Speaker: Ming-Chang Lee


(26.10.22) Roman Khotyachuk: Dimensionality Reduction Methods for Numerical Partial Differential Equations (PDEs)

Speaker: Roman Khotyachuk

Abstract: In this talk, we will consider dealing with high-dimensional data from numerical PDEs. First, I will review some approaches to Dimensionality Reduction (DR) when solving PDEs numerically. The second part will be devoted to general DR methods with applications to PDEs.
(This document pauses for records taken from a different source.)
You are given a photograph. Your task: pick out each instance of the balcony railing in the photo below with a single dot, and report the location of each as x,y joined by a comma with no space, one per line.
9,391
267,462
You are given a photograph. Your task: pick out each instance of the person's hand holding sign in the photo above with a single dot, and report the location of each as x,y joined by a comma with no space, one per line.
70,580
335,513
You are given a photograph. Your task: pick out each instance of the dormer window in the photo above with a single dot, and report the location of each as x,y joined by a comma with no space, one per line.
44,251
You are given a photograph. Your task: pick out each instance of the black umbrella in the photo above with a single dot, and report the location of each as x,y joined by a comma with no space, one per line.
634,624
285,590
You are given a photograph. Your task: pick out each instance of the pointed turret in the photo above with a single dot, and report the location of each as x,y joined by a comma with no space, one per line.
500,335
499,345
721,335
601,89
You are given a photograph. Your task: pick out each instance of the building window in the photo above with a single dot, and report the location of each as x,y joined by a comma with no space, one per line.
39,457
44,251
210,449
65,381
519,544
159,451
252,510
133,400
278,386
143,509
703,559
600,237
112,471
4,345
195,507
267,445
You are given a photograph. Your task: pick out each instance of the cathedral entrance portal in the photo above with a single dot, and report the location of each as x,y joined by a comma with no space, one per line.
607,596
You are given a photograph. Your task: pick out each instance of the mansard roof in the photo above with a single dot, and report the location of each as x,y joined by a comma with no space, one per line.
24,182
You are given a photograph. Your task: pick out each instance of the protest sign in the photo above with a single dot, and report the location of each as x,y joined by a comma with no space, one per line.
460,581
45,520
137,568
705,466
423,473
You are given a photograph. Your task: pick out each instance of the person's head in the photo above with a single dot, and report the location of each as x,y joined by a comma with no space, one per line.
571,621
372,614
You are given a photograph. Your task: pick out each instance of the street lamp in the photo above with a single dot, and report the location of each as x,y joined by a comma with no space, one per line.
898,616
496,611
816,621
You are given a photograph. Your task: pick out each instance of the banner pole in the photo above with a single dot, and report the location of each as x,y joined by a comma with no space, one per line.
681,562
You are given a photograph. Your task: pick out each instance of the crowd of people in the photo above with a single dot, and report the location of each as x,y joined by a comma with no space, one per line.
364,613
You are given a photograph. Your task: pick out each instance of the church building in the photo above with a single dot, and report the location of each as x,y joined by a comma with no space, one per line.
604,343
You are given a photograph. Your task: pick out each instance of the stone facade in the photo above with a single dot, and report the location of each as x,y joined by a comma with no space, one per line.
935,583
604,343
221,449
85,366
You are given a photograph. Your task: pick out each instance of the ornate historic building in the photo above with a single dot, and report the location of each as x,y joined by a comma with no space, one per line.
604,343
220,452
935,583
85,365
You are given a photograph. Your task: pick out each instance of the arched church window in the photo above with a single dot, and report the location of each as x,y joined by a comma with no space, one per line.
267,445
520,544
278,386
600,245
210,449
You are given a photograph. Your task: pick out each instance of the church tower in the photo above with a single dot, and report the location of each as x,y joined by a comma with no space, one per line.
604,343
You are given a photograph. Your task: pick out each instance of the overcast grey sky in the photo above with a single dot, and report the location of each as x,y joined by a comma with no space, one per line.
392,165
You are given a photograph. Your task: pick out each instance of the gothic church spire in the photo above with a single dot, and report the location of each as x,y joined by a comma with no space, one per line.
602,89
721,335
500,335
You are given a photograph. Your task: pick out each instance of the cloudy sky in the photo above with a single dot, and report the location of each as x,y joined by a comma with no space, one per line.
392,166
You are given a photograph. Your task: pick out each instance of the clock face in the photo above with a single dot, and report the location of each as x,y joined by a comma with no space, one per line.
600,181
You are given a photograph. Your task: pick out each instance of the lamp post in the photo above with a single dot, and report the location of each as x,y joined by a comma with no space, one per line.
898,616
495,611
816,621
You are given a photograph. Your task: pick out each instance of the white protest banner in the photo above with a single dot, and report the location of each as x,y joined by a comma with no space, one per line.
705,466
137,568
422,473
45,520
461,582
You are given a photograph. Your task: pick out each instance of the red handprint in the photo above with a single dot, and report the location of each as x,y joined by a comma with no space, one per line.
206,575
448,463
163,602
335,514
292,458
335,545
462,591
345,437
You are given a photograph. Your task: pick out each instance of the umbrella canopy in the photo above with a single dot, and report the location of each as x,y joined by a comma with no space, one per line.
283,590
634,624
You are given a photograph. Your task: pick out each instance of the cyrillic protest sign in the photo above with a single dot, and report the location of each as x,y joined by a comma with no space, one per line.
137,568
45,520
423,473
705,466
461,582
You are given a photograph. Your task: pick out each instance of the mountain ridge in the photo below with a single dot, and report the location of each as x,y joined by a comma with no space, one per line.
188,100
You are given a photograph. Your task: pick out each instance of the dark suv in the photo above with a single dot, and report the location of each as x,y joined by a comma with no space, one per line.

And finally, I will present some examples of DR from my PhD project.


(05.10.22) Nello Blaser: Open Problems in Topological Machine Learning

Speaker: Nello Blaser

Abstract: Topological methods have recently gotten more traction in the machine learning community and are actively applied and developed. In this talk I will first give a short primer on topological machine learning and showcase how topological methods can be used in machine learning. The main part of the talk will then be devoted to give my perspective on important open problems that need to be addressed to allow for more wide-spread use of topological methods in machine learning.


(21.09.22) Ramin Hasibi: Geometric Machine Learning and Applications in Biology and Computer Vision

Speaker: Ramin Hasibi

Abstract: In my talk, I will discuss machine learning and specifically, deep learning methods applicable on geometric datasets. In geometric deep learning for datasets such as graphs, sets, 3D shapes or point clouds, the underlying structure of the dataset is utilized in the deep learning methods to improve the performance of the machine learning framework. Furthermore, graphs do not obey a certain structure pattern and size constrains. Therefore, the methods investigated in this work should be invariant to the size, structure and order of the elements in the dataset. This presentation is based on our recent works in the field of biology as well as our collaboration with colleagues at Aalto University of Technology for applications in computer vision and robotics.